You can be responsible for your spouse's debt if you live in a community property state. In these states, spouses share any debt incurred during a marriage, even if only one spouse signed for it. The states with community property laws are:
- New Mexico
Alaska allows married couples to sign a community property agreement, but if they don't, then common law property rules will apply. Under these rules, when one spouse incurs a debt, the other spouse isn't responsible for it.
No matter what state you live in, you're responsible for any joint debt you shared as a couple if your spouse dies. One common example is a mortgage. Couples usually apply for mortgages together, and if one spouse dies, the other will still need to make payments on it.
The information above only applies to debt incurred during the marriage. You're not responsible for your spouse's debt from before you were married.
What to do about debt collectors
When you've lost someone close to you, getting calls from debt collectors demanding that you pay the decedent's debt is like rubbing salt in the wound. Of course, debt collectors will try to convince you that you should pay them, but do you need to?
The answer is usually no. If the debt belonged to your parent, then it was theirs to pay, not yours. If it belonged to your spouse and it wasn't a joint account, then you're only responsible if you live in a community property state.

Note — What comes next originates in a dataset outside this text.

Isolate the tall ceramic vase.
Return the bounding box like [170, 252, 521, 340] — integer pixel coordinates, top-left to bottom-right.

To find out if you need to pay a debt in this situation, request verification of the debt in writing. Once you receive that, you can check with the executor or the attorney who was in charge of the estate.
Assuming it's a debt that you're not obligated to pay, the best way to handle debt collectors is by sending them a certified letter requesting that they don't contact you again. Once you do that, they can only legally contact you for the following reasons:
- To confirm they won't contact you anymore
- To inform you they're taking an action on the debt, such as filing a lawsuit
Inheriting debt doesn't happen often
Despite the worries people have about inheriting debt, it's a rare occurrence. A parent's debt could reduce your inheritance, since assets from the estate may be used to pay back creditors. But you'll almost never need to break out your own checkbook to resolve debt after a parent dies.
You could be responsible for debt after the death of your spouse, although this would only happen for joint debts or in community property states.
And if you're worried about what will happen to your debt when you die, you can rest assured that it will come out of your estate, provided your debts don't outweigh your assets. You can also make this easier on your family by appointing someone you trust to manage your accounts.